Untitled

##Alphabet α##

Lets consider the most general case of IUPAC encoding. Our alphabet α is:

*α = { T, K, H, Y, G, C, W, V, A, D, S, M, B, R, N }*

symbol|reverse complement|options|full name
------|------------------|-------|---------|
**T**|A|T|Thymine
**K**|M|G, T|Keto
**H**|D|A, C, T|Not G
**Y**|R|T, C|Pyrimidine
**G**|C|G|Guanine
**C**|G|C|Cytosine
**W**|W|A, T|Weak bonds
**V**|B|G, C, A|Not T
**A**|T|A|Adenine
**D**|H|G, A, T|Not C
**S**|S|G, C|Strong bonds
**M**|K|A, C|Amino
**B**|V|G, T, C|Not A
**R**|Y|G, A|Purine
**N**|N|A, G, C, T|Any

##Fragment ε##
A fragment **ε** is defined as the triplet *ε = { n, o, l }* where:
 * **n** is the nibble number
 * **o** is the offset in nibble **n** to the start of the fragment
 * **l** is the length of the fragment in nucleotides

##Barcode set β##
Each **b** in the barcode set **β** is a pair *{ s, t }* where:
   * **s** is a word over the alphabet **α** of some length **l**
   * **t** is an ordered set of fragments who's total concatenated length is **l**

## Read and Nibble ##
Each read **r** in R is a set of nibbles. Each nibble is a nucleotide sequence with corresponding Phred quality scores.

##Quality scores##
Lets assume those are encoded in the *Illumina 1.8 Phred+33* so the value is encoded in ASCII.
To get the *Phred* score we first get the ordinal of the character and than remove 33 from it.

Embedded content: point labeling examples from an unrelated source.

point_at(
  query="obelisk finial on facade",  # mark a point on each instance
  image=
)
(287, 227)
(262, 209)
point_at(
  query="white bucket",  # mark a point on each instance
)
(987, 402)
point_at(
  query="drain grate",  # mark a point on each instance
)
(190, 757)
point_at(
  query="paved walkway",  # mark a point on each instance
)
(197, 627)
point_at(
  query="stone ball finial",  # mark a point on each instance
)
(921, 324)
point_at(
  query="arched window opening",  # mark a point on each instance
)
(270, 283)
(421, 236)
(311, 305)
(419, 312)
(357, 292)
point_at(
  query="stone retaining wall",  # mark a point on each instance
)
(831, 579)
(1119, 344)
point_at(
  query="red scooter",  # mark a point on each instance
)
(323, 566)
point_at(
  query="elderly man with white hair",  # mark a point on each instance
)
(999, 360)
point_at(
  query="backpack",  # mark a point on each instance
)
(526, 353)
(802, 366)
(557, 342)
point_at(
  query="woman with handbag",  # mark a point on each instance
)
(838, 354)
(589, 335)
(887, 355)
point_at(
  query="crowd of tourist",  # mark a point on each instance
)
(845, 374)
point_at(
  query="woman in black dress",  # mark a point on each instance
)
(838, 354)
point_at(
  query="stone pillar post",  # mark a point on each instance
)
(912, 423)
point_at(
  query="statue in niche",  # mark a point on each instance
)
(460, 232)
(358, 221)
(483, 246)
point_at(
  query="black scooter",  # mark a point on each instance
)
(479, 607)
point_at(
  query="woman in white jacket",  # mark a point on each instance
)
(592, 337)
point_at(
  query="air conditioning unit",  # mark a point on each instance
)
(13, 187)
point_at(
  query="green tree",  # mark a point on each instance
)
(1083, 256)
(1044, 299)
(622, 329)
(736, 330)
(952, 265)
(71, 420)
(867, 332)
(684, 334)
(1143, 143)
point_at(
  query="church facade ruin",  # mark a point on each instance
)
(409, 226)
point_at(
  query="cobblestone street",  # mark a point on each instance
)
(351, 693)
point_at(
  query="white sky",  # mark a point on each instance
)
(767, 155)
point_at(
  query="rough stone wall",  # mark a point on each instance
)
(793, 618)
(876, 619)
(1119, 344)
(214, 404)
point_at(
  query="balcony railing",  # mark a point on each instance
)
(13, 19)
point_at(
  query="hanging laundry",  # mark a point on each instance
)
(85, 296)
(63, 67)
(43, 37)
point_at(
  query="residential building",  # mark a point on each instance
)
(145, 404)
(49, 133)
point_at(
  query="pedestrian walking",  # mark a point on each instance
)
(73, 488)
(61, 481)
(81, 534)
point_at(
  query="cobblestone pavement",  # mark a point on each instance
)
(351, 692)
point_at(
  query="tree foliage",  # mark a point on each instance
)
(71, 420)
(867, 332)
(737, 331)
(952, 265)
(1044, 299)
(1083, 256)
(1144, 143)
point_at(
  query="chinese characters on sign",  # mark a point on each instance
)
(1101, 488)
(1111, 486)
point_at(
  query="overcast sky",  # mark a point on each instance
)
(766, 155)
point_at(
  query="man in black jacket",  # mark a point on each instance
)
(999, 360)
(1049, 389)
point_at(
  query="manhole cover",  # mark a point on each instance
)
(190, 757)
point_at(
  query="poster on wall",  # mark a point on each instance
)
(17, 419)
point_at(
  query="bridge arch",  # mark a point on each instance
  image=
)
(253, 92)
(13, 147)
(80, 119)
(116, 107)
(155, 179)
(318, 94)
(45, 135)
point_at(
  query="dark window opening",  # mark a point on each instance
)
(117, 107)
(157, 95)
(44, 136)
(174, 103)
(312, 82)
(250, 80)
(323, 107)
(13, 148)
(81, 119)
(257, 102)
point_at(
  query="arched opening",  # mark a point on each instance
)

*Phred* is *-10 * log base 10 of p*, where *p* is the probability of an error.

To get *p* we take *10 ^ -(Phred / 10)*.

for instance:
```
Ordinal('+') = 43, Phred = 43 - 33 = 10, p = 10 ^ -1 = 0.1
Ordinal('5') = 53, Phred = 53 - 33 = 20, p = 10 ^ -2 = 0.01
Ordinal(';') = 53, Phred = 59 - 33 = 26, p = 10 ^ -2.6 = 0.00251188643151
Ordinal('A') = 65, Phred = 65 - 33 = 32, p = 10 ^ -3.2 = 0.00063095734448
```

For each read **r** in **R** we can calculate the word for each barcode.
So we get the vector **Br** which is a list of words over **α** of length **card(β)**,
and the vector **Qr** which is a list of corresponding quality scores, or probabilities of error for each base in each element of the vector **Br**.

##Score##
For each read and each barcode we calculate the score of the barcode for that read.